「陸海軍の対立は伝統的なものだったが、戦時中になされる争いは、」「そのまま作戦の、成功不成功に響くものであった。」
「たとえば飛行機についても、戦闘機、爆撃機、輸送機、練習機の全てを合わせても、」「僅かの種類しかないにもかかわらず、」「陸海軍は、別々の製造工場を持っていた。」「しかも一方が立派な工場を立てれば、他方も負けずに新しい工場を立てる。」「競争というより、仇同士のような有様であった。」
確かめる方法がないので、そういうことがあったのかと、思うしかありません。
「海軍は飛行機に関しては、陸軍の追随を許さない優秀性を誇り、」「陸軍に対して、その技術を秘密にしていた。」
「1月8日の会議でも、争いが起こった。」「海軍が、ポルトガル領チモールに航空基地を作るため、」「上陸作戦の必要があると、主張した。」「これに対し東條首相と東郷外相は、〈ポルトガルは戦争相手国ではない〉と、上陸作戦に反対した。」
「永野海軍軍令部長は、色をなして怒り激論が始まった。」「両者はなかなか譲らず、結局はポルトガルが、」「陸軍部隊の平和進駐を認めるということで、ケリがついたが、」「それからというもの、永野軍令部長は、「陸軍出身の東條首相と、口をきかないようになった。」
陸海軍が、真剣な議論をしていたという印でないかと、私には思えますが、氏にはそうでないようです。
「また、占領地の軍政を陸軍所管とするか、海軍とするかでも常にもめた。」「マニラ陥落寸前に、高等弁務官官邸を、」「陸軍が使うか海軍が使うかといった、つまらないことで、」「三日間も、議論し続けたことがある。」
このような些事を取り上げる方が、余程つまらないことでないかと思えますが、しかし次の事実が本当なら、国を危める話になります。

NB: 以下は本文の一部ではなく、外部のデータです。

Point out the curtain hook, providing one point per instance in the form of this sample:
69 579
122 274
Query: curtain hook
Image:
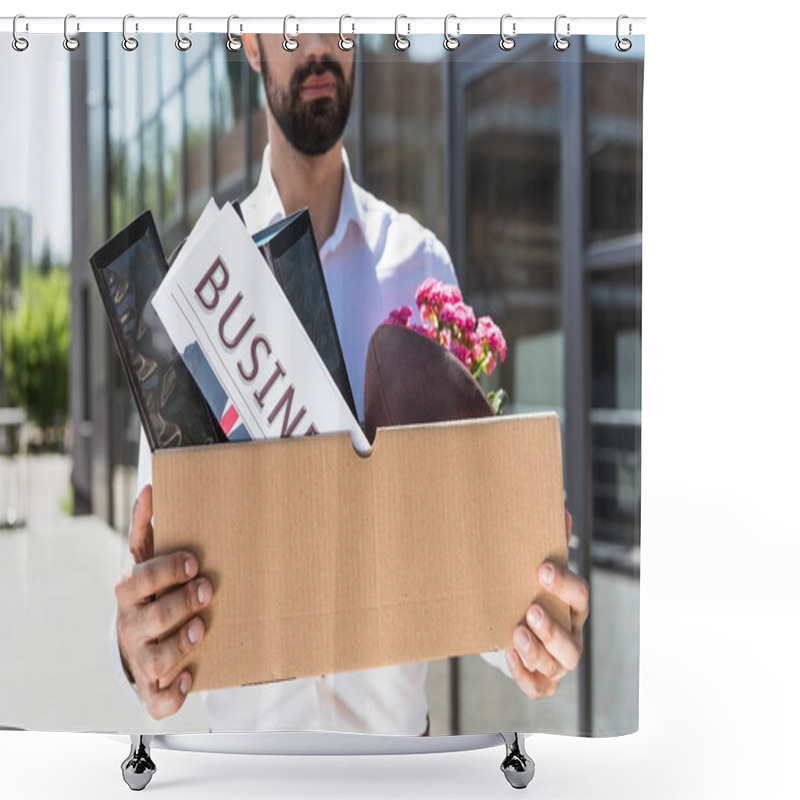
623 45
129 43
507 42
561 43
18 43
400 42
233 44
290 44
451 42
70 42
182 42
345 42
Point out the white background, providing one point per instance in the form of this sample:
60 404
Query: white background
720 553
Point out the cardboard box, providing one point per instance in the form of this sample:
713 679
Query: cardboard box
325 561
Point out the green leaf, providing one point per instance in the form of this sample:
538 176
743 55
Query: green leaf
498 400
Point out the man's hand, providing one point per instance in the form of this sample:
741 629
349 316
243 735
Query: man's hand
543 651
157 607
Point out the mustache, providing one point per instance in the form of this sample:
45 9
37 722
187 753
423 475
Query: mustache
315 67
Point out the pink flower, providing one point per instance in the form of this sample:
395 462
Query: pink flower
488 332
433 295
424 330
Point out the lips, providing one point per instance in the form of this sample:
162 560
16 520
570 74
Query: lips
319 86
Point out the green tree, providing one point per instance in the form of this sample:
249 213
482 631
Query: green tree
37 337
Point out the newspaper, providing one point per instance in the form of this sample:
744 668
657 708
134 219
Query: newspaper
245 347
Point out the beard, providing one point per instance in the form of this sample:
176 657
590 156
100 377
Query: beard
311 127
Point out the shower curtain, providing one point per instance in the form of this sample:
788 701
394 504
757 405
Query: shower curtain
512 172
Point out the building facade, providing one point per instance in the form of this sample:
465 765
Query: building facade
527 164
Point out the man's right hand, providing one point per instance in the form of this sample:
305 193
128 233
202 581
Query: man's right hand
157 614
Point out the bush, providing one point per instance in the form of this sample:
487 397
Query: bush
37 349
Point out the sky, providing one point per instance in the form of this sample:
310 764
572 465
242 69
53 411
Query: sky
35 140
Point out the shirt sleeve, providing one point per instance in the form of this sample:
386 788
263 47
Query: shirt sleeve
144 477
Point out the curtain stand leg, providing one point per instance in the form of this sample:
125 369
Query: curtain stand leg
138 768
518 766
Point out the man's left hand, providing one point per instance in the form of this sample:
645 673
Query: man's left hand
543 651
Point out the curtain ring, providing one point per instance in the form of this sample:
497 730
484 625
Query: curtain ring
290 44
129 43
400 42
506 42
345 42
18 43
623 45
233 44
182 42
70 42
561 43
450 42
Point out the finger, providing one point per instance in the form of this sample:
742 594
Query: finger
160 659
534 684
155 576
569 587
166 702
172 609
534 655
140 535
563 647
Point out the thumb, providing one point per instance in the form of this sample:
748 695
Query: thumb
140 535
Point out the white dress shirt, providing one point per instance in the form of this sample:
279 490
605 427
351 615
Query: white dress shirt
373 262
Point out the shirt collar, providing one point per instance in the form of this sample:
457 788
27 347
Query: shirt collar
264 205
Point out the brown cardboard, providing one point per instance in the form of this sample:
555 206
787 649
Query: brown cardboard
325 561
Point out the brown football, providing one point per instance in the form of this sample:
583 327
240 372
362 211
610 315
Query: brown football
412 379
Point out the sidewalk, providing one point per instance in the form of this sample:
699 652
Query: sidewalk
57 579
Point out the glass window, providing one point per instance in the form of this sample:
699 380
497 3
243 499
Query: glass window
172 160
198 138
403 137
616 308
614 140
151 169
230 84
171 67
513 233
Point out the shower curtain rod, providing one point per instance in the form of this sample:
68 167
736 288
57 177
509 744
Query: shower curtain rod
404 25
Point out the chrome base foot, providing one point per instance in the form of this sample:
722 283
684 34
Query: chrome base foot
138 768
517 766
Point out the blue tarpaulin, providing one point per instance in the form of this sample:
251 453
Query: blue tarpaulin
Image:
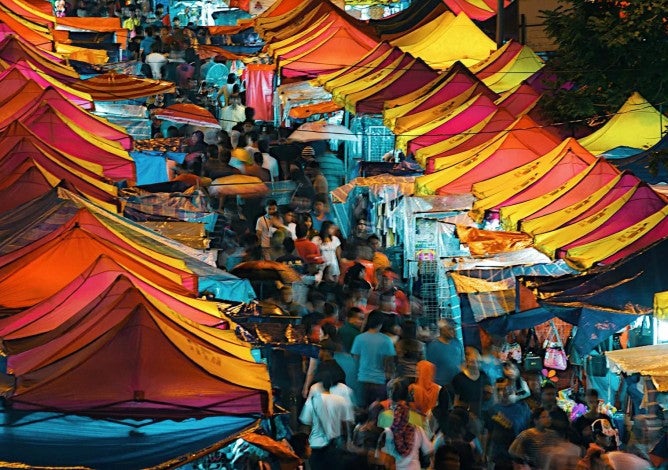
56 439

「パレンバンは、有名な落下傘部隊の活躍で、陸軍の手に落ちていた。」「ここにあった採油施設も、当然陸軍の手中に入った。」「開戦時の予想では、せいぜい5万トンぐらいと考えられていたが、」「実際には150万トンだった。」
「ところが陸軍には、油を運ぶ船がなかった。」「一方海軍の押さえていたボルネオでは、油が少ししか取れず、船は余っていた。」
「常識で考えれば、海軍の船で陸軍の油を運べば解決するが、」「海軍は、陸軍になんと言われても船を貸さない。」「パレンバンの製油所の運営を、海陸合同でやるのなら貸そうといってきた。」「無論陸軍は承知しない。」「そんなことで、多量の油は、なんの役にも立たずパレンバンに眠っていたのである。」
その頃国内では、至る所の壁に「ガソリンは血の一滴」というポスターが貼られていました。石油なしでは自動車も走らず、やむなく木炭自動車が、薪を積んで走っていました。陸海軍の対立については知りませんが、木炭車が走っていた風景は、教科書で教えられました。
陸軍と海軍の対立の激しさについて、何も知らないわけではありません。東京裁判の法廷で、対英米作戦計画について尋問された東條元首相が、次のように答えています。

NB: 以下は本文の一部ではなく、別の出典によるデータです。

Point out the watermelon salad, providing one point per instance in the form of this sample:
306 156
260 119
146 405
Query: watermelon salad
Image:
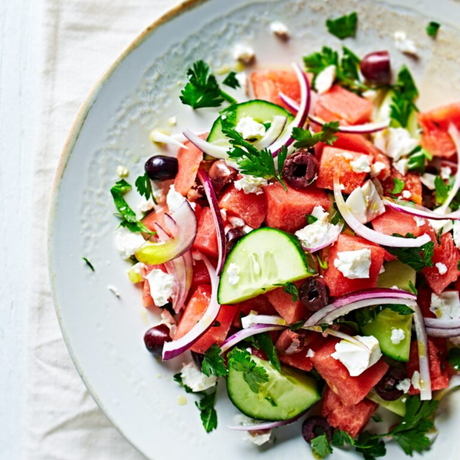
303 250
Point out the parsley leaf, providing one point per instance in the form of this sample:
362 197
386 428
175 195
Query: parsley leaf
253 375
343 27
432 28
213 362
306 139
231 80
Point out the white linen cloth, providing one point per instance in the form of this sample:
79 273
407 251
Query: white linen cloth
80 39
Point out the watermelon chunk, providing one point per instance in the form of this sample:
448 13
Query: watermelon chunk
338 284
349 418
206 237
337 162
440 371
350 390
435 125
340 104
195 310
289 310
287 210
448 255
252 208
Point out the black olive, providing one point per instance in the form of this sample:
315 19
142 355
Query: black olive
314 293
161 167
316 426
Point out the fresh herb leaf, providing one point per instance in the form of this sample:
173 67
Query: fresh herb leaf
320 446
398 186
343 27
90 265
253 375
432 28
213 362
231 80
306 139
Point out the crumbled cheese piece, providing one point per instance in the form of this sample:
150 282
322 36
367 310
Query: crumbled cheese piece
122 171
446 305
395 142
233 272
243 53
161 286
404 44
442 269
251 184
361 164
279 29
354 264
196 380
397 336
358 358
128 242
325 79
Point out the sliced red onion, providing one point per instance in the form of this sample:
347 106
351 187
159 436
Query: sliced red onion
372 235
217 216
210 149
249 332
177 347
164 251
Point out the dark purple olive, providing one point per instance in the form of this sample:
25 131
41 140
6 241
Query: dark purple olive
233 236
300 169
221 175
161 167
315 426
314 293
156 337
386 388
376 67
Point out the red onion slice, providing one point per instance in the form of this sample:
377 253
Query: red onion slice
217 216
372 235
177 347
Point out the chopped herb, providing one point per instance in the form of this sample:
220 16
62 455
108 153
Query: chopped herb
343 27
305 139
90 265
213 362
432 28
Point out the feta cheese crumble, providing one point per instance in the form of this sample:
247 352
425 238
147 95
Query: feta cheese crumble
325 79
397 336
354 264
358 358
161 286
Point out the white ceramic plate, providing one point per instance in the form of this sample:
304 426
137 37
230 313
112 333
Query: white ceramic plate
140 91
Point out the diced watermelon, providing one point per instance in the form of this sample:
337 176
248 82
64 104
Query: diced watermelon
440 371
351 390
206 237
338 284
448 255
189 160
252 208
195 310
287 210
337 162
289 310
340 104
435 125
349 418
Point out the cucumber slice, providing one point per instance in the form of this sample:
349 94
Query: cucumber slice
381 328
264 259
397 274
261 111
286 394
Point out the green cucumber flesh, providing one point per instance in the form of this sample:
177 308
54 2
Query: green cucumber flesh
266 258
286 394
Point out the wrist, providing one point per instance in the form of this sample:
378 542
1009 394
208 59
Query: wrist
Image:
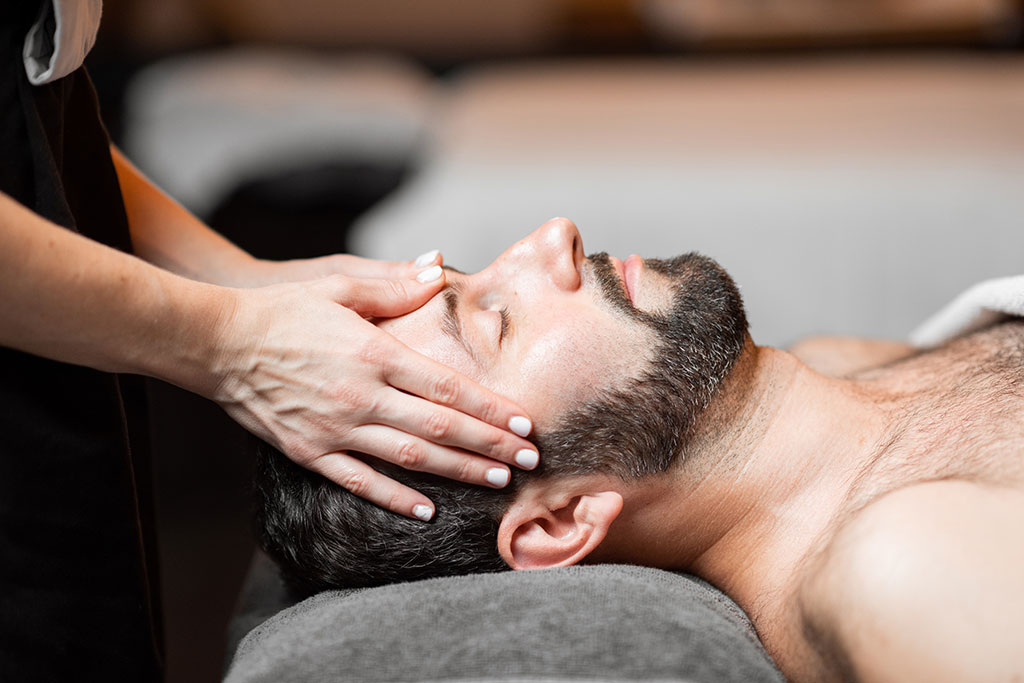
193 338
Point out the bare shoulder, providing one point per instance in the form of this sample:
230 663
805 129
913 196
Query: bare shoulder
926 583
839 356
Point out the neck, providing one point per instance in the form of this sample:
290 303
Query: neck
760 487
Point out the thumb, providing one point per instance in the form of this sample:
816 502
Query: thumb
387 298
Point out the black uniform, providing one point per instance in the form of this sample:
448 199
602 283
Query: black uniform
78 581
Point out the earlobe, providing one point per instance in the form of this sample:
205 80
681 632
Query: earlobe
537 536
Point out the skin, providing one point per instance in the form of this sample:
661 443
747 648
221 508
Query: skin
285 347
849 569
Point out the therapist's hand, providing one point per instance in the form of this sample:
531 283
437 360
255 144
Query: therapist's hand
305 371
259 272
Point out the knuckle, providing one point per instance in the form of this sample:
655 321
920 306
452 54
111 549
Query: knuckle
437 426
373 351
494 443
409 456
394 501
396 289
348 395
489 410
445 389
466 471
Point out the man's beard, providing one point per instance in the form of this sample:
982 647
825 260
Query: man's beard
643 428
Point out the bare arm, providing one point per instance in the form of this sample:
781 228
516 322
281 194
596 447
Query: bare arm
926 585
296 364
72 299
168 236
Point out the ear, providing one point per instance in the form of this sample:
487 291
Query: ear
537 535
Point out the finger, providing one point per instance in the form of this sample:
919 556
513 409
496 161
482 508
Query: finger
363 480
413 453
356 266
385 298
446 426
416 374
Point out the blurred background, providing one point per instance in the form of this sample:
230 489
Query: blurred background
854 164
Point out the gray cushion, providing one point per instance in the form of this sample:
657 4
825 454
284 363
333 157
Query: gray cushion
606 623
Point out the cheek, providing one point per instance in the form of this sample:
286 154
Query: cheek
423 339
567 365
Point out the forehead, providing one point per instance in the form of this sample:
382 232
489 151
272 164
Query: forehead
562 348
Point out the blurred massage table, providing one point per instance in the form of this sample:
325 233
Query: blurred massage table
603 623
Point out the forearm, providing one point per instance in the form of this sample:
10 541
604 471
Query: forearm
166 235
71 299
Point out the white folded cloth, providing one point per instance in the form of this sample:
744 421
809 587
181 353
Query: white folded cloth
57 42
979 306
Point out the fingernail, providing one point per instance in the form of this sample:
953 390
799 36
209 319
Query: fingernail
497 476
520 425
430 274
427 259
526 459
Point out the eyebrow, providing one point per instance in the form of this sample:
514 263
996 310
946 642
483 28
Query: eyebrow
451 323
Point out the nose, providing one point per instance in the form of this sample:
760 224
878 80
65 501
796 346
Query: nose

「海軍統帥部が、この間何を為したるかは、承知致しません。」
当時の日本では、陸海軍がそれぞれに作戦を立て、実行し、相互の連携が図られていませんでした。真珠湾の奇襲攻撃に至っては、首相であった氏にさえ、海軍は詳細を知らせていません。
これには渡部昇一氏も驚き、「首相がこのように言っているとは、信じられない思いですが、嘘ではないでしょう。」と述べていました。国務と軍事の管轄が完全に分かれ、陸・海軍の意思の疎通も図られていなかったというのが、当時の実態だったようです。
大畑氏も、単なる陸海軍の対立を批判する意見にとどめず、東京裁判の判決の虚構を覆せば良かったのです。キーナン検事長とウエッブ裁判長が、28人の被告を有罪にした法理論は、「全面的共同謀議」でした。
昭和3年から敗戦の20年までの17年間、政府と軍は「全面的共同謀議」により、侵略戦争を計画し、準備し、実施したという理論です。ヒトラーのドイツを裁いた法理ですから、この理論がなければ、裁判自体が成立しませんでした。対立していた陸軍と海軍が、「全面的共同謀議」をするはずかないと説明するのなら、偏らない教授の意見です。
反日学者の視点が的を外れている例として、報告しました。次回も同じスタンスに立ち、「的外れ」な氏の主張を紹介いたします。